For the second quarter of
2005, CCA announced that its revenue had increased three percent over
the previous year, for a total of almost $300 million. CCA calculates
that it expenditure of $28.89 per inmate, per day allows it to make
a daily profit of $50.26 per inmate.
Meanwhile, on July 1, 2005,
the Bureau of Immigration and Customs Enforcement awarded CCA contracts
to continue running the 300-bed Elizabeth Detention Center in New Jersey
and the 1,216-bed San Diego Correctional Facility. Both of these contracts
are for three years with five three-year renewal options. In 2005 CCA
also secured new prison contracts with the Kentucky Department of Corrections,
the state of Kansas, and the Florida Department of Management Services.
Wackenhut has also shared
in the private prison boom. Before 2001, Wackenhut, like CCA, had been
at the center of all manner of inmate-abuse scandals: Guards were caught
having sex with underage inmates, there were routine reports of extreme
mistreatment of inmates, and there was even a disproportionately high
level of deaths in their facilities.
After a CBS Television report exposed the repeated rape of a 14-year-old
girl at a Wackenhut juvenile jail and two guards were found guilty,
its CEO said, “It’s a tough business. The people in prison
are not Sunday-school children.” Still more worrying was Wackenhut’s
record with inmate-on-inmate killings. In 1998–99 alone, Wackenhut’s
New Mexico facilities had a death rate of one murder for every 400 prisoners.
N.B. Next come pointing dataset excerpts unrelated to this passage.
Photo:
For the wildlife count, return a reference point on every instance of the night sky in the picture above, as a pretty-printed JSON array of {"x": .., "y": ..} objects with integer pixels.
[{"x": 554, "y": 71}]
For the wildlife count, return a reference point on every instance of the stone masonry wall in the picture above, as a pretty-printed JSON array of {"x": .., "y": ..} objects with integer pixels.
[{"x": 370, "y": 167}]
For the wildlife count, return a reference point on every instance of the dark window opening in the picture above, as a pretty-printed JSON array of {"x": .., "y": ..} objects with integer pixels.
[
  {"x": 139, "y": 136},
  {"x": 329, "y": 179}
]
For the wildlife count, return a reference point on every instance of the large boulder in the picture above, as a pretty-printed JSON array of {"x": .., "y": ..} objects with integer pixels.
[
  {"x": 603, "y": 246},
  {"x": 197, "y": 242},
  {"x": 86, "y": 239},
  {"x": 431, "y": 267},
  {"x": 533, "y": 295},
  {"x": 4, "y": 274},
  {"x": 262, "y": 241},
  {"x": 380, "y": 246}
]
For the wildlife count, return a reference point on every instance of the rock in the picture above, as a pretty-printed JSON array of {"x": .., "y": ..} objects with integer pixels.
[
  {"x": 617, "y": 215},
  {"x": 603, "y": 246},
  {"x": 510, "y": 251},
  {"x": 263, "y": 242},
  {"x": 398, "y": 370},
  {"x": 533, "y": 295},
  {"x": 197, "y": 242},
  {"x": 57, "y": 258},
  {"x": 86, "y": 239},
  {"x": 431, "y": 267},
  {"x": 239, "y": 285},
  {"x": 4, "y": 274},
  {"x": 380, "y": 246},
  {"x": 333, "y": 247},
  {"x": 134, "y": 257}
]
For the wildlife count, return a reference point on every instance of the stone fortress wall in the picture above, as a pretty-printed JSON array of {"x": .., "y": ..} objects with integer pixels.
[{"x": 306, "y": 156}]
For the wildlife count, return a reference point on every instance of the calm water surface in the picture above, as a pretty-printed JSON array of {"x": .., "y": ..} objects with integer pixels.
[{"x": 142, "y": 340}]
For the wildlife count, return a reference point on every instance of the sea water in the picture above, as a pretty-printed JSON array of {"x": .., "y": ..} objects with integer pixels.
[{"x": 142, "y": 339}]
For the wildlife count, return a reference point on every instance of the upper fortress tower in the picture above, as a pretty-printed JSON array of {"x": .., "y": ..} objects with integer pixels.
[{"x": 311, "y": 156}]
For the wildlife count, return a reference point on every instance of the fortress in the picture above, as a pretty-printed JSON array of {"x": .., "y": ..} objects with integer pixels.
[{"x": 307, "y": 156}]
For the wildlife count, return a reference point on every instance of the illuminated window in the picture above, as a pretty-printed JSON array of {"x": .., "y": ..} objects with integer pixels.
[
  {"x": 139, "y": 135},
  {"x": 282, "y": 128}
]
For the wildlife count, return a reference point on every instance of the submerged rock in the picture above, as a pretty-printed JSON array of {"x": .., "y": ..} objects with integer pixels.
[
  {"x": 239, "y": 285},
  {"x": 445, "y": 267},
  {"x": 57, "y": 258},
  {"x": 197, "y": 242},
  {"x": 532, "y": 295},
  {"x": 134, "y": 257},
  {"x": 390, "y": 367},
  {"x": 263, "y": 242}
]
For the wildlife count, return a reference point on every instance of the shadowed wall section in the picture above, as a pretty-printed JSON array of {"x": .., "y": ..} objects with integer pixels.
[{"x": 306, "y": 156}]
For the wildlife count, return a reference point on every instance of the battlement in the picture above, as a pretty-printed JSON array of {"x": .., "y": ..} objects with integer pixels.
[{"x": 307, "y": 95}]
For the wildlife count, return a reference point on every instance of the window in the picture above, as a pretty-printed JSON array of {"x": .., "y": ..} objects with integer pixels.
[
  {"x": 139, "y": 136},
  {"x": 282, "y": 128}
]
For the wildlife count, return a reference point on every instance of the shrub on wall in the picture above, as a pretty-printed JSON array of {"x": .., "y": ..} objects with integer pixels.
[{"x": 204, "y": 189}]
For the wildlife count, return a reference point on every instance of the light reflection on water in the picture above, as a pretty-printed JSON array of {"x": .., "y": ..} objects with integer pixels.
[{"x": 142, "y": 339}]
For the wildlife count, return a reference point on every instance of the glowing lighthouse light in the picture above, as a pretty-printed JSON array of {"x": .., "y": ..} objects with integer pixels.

For the same period in all U.S. prisons, the rate was about one in 22,000.
Wackenhut's most public response
was to change its name to the GEO Group. It continues to win lucrative
government contracts.
The corrections industry
has routinely argued that privatizing prisons dramatically lowers costs.
A 1996 U.S. General Accounting Office report concluded, however, that
there was no clear evidence supporting this contention. Prison companies
do have clear advantages over other corporations: They are able to save
large amounts of money on labor practices that would illegal under any
other circumstances. Inmate jobs in all prisons pay a pittance, but
immigrant prisons are even worse. Because DHS guidelines mandate that
non-citizen prisoners cannot earn more than $1 per day, the company
gets janitors, maintenance workers, cleaners, launderers, kitchen staff,
sewers and grounds keepers at almost no cost.
Author Mark Dow says, “It
isn't politically popular to speak up for alien inmates, but Congress
has a responsibility to establish independent oversight of the ICE detention
system. Congress should hold hearings on ICE detention - with meaningful
follow-up.” It should “Create a statutory-based ombudsman's
office or independent oversight body outside the Department of Homeland
Security. It must have subpoena power as well as authorization to make
unannounced inspections of all facilities holding ICE detainees.”
“Eventually, the very
nature of our immigration detention system must be
reexamined. We take it as
a given that a visa violator, or an asylum seeker, or a thirty-year
lawful resident who has paid taxes but committed a non-violent misdemeanor
decades ago, should be strip-searched, dressed in a prison jumpsuit,
and denied contact with her children.”